Full-text search is good for fuzzy searches in continuous text because I might want to search for words that are similar to “scarf” and expect to find documents that may only include “scarves.”
Keyword mapping is less flexible, but if I have fields like clothing sizes, I know that we only sell five sizes, meaning I don’t need that fuzziness. Depending on the use case, having two indexes for each text field wastes storage and slows the system down.
I also disable the mapping of specific fields entirely, preventing the search engine from creating an index. This way, the search engine doesn’t need to index the entire data set, lowering the bill accordingly.
I always check what fields my documents have and make sure to choose the best mapping for each.
Defining Data Retention, Replication, and Backup Policies
There are a few best practices I follow to optimize storage performance and cost efficiency.
First, I define data retention policies based on business requirements and consider implementing data lifecycle management strategies to optimize storage costs. Moving older data into slower storage can save money while keeping the data around if it’s needed in the future. But the cheapest storage is no storage at all, so I check to know which data to retain. I want to keep fast indexes for popular products, but might want to save a bit of money on the more niche inventory.
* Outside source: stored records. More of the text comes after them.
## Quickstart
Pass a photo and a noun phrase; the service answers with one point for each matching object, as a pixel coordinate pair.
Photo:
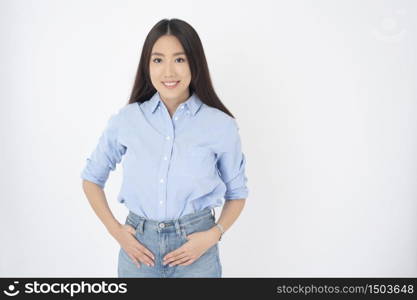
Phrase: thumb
(131, 229)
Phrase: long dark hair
(200, 83)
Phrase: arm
(230, 212)
(231, 164)
(98, 202)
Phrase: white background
(324, 93)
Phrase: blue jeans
(163, 237)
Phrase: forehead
(167, 44)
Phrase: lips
(170, 84)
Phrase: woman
(182, 156)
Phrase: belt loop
(141, 225)
(177, 227)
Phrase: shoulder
(221, 120)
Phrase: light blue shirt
(171, 166)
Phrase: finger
(146, 260)
(146, 252)
(143, 258)
(134, 260)
(188, 262)
(172, 259)
(130, 229)
(180, 261)
(174, 253)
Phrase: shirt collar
(193, 103)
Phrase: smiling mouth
(170, 84)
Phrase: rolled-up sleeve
(107, 153)
(231, 163)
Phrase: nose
(168, 71)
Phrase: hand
(125, 235)
(198, 243)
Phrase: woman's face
(169, 69)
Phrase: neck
(173, 103)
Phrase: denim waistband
(169, 225)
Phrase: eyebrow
(160, 54)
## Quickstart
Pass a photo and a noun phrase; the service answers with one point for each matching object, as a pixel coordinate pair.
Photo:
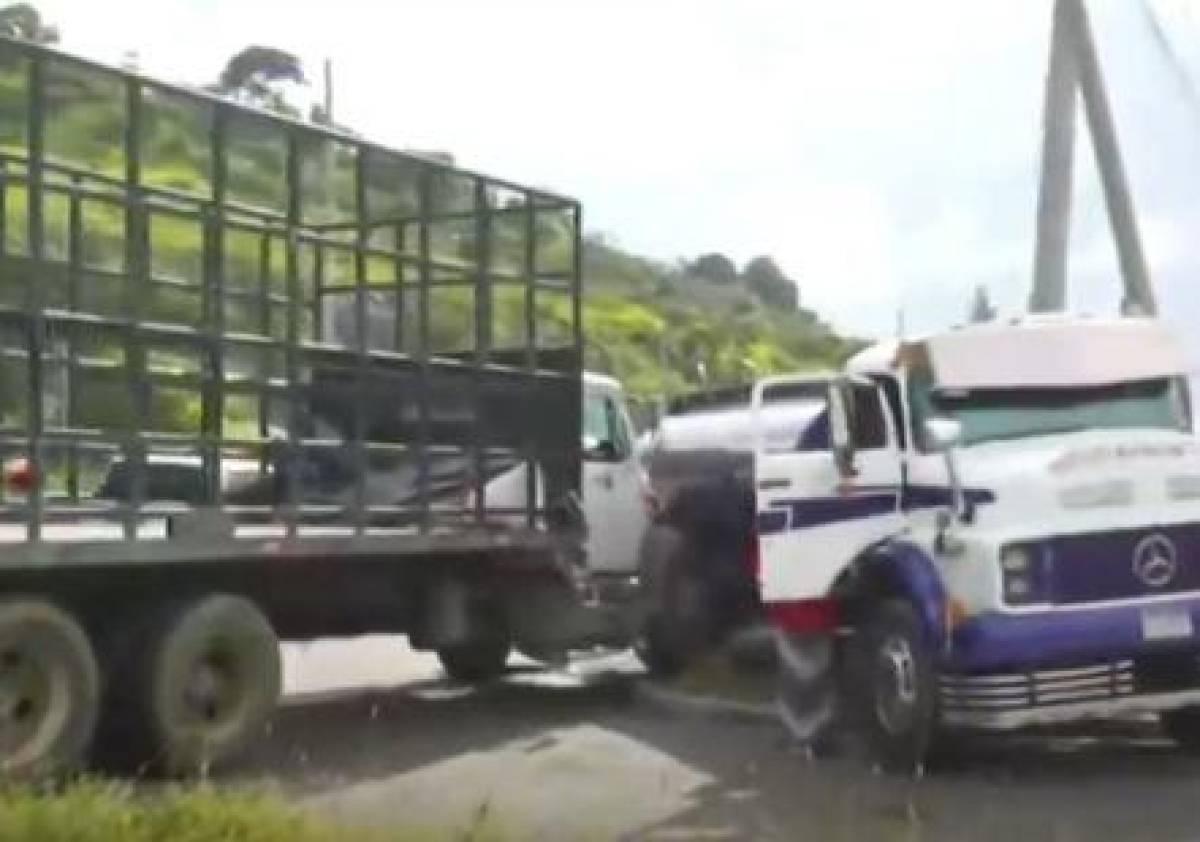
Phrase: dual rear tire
(191, 686)
(885, 679)
(49, 691)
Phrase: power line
(1174, 61)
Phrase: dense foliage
(659, 328)
(95, 812)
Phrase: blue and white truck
(1002, 531)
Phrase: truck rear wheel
(49, 690)
(675, 621)
(1182, 726)
(198, 685)
(893, 686)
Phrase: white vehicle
(695, 569)
(1003, 531)
(613, 486)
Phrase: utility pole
(329, 91)
(1075, 68)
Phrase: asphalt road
(581, 756)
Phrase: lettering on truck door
(831, 495)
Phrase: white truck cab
(613, 485)
(613, 480)
(1001, 529)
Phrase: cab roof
(1037, 352)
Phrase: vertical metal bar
(137, 263)
(292, 346)
(264, 329)
(531, 350)
(424, 391)
(1139, 295)
(575, 476)
(35, 325)
(213, 296)
(361, 326)
(399, 310)
(1049, 293)
(75, 271)
(483, 344)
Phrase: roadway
(373, 735)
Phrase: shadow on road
(748, 782)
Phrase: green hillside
(659, 328)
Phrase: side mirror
(942, 434)
(840, 406)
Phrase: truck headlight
(1020, 571)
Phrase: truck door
(833, 493)
(612, 483)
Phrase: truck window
(1001, 414)
(891, 389)
(604, 422)
(867, 423)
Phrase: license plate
(1163, 623)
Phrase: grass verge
(109, 812)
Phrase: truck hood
(1119, 476)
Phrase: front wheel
(49, 691)
(193, 685)
(894, 686)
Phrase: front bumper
(1003, 702)
(1001, 642)
(1012, 671)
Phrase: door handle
(774, 485)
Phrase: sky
(885, 152)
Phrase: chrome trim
(1102, 709)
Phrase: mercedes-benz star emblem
(1155, 561)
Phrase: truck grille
(1019, 691)
(1101, 565)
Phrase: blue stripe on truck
(857, 503)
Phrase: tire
(196, 685)
(893, 687)
(807, 691)
(675, 617)
(477, 661)
(483, 656)
(49, 691)
(1182, 726)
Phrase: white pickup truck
(1002, 531)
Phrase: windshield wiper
(1032, 433)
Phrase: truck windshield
(999, 414)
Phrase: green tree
(255, 76)
(715, 268)
(23, 20)
(981, 306)
(766, 280)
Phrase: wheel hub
(211, 690)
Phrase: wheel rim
(895, 684)
(31, 701)
(213, 691)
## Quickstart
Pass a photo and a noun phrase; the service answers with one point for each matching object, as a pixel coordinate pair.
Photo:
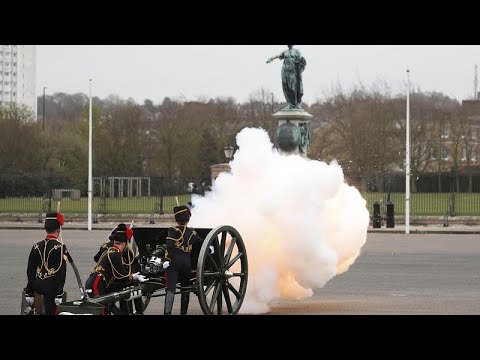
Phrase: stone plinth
(291, 134)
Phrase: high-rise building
(18, 76)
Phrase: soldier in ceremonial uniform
(177, 263)
(112, 273)
(128, 256)
(47, 266)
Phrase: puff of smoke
(301, 223)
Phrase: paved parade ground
(395, 274)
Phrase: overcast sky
(195, 71)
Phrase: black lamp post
(228, 151)
(43, 126)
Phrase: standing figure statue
(305, 138)
(293, 65)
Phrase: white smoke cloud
(301, 223)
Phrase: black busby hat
(53, 221)
(121, 233)
(182, 213)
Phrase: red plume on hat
(129, 233)
(55, 216)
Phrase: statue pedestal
(289, 132)
(216, 169)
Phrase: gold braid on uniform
(44, 257)
(180, 240)
(97, 267)
(116, 274)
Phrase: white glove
(29, 300)
(155, 260)
(135, 294)
(138, 277)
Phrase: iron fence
(441, 194)
(111, 195)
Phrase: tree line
(364, 129)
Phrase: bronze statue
(293, 65)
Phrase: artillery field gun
(219, 280)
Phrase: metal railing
(41, 195)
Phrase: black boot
(138, 306)
(184, 303)
(169, 297)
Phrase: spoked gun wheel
(222, 276)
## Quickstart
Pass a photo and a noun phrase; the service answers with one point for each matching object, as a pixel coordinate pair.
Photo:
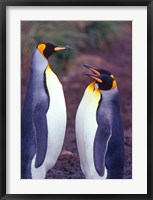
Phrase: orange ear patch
(41, 47)
(114, 84)
(95, 71)
(97, 79)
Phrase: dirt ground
(118, 60)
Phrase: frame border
(3, 6)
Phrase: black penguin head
(47, 48)
(97, 70)
(103, 78)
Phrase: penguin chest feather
(86, 127)
(56, 122)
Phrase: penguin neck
(109, 95)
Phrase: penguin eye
(41, 47)
(112, 76)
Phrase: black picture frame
(3, 122)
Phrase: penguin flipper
(102, 137)
(41, 133)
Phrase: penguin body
(43, 120)
(99, 133)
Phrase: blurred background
(106, 44)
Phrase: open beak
(59, 48)
(93, 69)
(95, 77)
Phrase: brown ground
(117, 59)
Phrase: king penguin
(43, 120)
(99, 130)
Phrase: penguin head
(47, 48)
(103, 78)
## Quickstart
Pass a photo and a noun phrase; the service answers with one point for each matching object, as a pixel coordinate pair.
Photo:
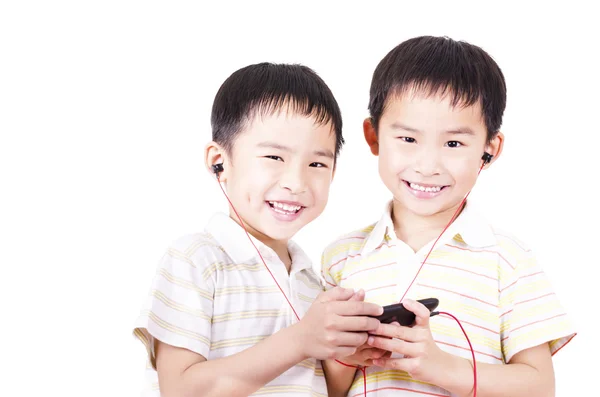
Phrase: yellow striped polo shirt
(485, 277)
(213, 295)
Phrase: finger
(336, 294)
(350, 339)
(402, 364)
(421, 312)
(373, 353)
(355, 323)
(355, 308)
(399, 332)
(341, 352)
(409, 349)
(358, 296)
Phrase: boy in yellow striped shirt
(436, 107)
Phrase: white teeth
(433, 189)
(285, 207)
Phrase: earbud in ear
(487, 158)
(217, 168)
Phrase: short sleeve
(179, 308)
(329, 281)
(530, 312)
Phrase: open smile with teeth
(283, 208)
(428, 189)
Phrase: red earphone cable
(472, 351)
(257, 250)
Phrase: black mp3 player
(397, 312)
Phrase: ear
(371, 136)
(216, 154)
(495, 148)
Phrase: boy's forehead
(424, 106)
(288, 126)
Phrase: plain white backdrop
(104, 114)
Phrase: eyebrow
(456, 131)
(273, 145)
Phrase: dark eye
(408, 139)
(276, 158)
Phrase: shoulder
(199, 250)
(346, 245)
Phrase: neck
(417, 230)
(279, 246)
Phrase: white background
(104, 113)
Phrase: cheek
(320, 185)
(464, 172)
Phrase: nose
(294, 179)
(427, 162)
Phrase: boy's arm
(529, 374)
(331, 328)
(182, 372)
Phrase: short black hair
(441, 65)
(264, 88)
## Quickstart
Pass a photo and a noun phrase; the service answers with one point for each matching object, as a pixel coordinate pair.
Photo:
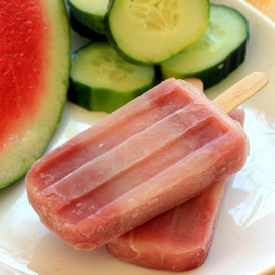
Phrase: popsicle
(180, 238)
(149, 156)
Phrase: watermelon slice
(34, 70)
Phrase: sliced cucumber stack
(90, 13)
(102, 81)
(220, 51)
(151, 31)
(85, 31)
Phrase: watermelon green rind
(28, 137)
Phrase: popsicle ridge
(187, 144)
(96, 141)
(148, 142)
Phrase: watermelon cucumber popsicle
(149, 156)
(180, 238)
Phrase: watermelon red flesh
(34, 73)
(179, 239)
(23, 60)
(131, 179)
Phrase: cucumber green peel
(90, 13)
(217, 54)
(102, 81)
(151, 31)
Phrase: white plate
(244, 240)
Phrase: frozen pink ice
(180, 238)
(149, 156)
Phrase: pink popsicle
(149, 156)
(180, 238)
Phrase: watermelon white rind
(34, 73)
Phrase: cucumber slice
(102, 81)
(85, 31)
(217, 54)
(151, 31)
(90, 13)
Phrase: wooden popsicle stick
(241, 91)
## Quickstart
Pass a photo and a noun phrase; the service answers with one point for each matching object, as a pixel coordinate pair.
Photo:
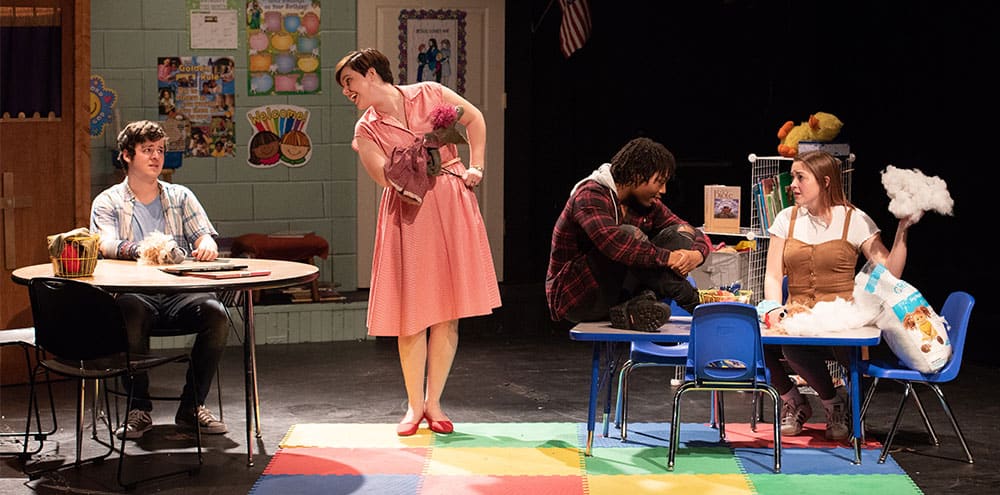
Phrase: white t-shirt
(811, 230)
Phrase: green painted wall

Replication is important for reliability and performance. After all, I choose a search engine because it lets my users search for data faster. So replicating it close to users can lower latency, which in the case of my e-commerce stores, had a positive impact on revenue. Again, don’t go overboard here; subsecond responses might seem nice on paper but aren’t a requirement for all interactions on my website.
Finally, I assess my backup requirements. Replicas can reduce the risk of needing a backup, but can’t eliminate it completely. I make sure I have a backup to restore past states if my data is destroyed but also keep it reasonable.
Automating Recurring Storage Estimations
To get the most out of my search engine, I ensure my storage system can handle the required read-and-write operations efficiently. This means choosing the right storage type and provisioning it with the correct size. On the other hand, I don’t want to go overboard with my resources. Storage that isn’t used still costs money, so I want to provide as much as necessary, but no more. Usually, this requires a manual resource estimation process, but tools like Zesty Disk automate this chore.
Zesty Disk is a block storage auto-scaler that automatically expands and shrinks block storage. In fashion e-commerce stores, where products change each season, the indexes grow and shrink frequently, and with this, the storage requirements too. Zesty Disk will add volumes to my filesystem so I always have exactly what I need, plus a buffer for new data. And if I remove indexes or documents from the search engine, Zesty Disk will remove volumes and recoup expenses by removing capacity that’s no longer needed.
This behavior perfectly aligns with the need to re-estimate resource requirements regularly. I might not know how much storage a search engine will need in the future, but when resizing disks in short time frames, I can be as close as possible to the optimal space needed by using Zesty Disk.
Search engines, like Solr and Elasticsearch, let users query data in a flexible way, which is crucial in times of ever-growing mountains of information. But, resource allocation becomes an issue that requires an operator to reevaluate resource requirements continuously. Each season, I had to check how our inventory changed to ensure the resources could handle it.
Automatic scaling solutions made my life much easier. They can scan the current load resources have to handle and decide how to scale them up and down without constant manual intervention by an operator. It’s even better if such a solution is capable of leveraging performance optimizations like burst capacity by provisioning small storage volumes. That way, I’m not only saving money but also ensuring performance is never lacking.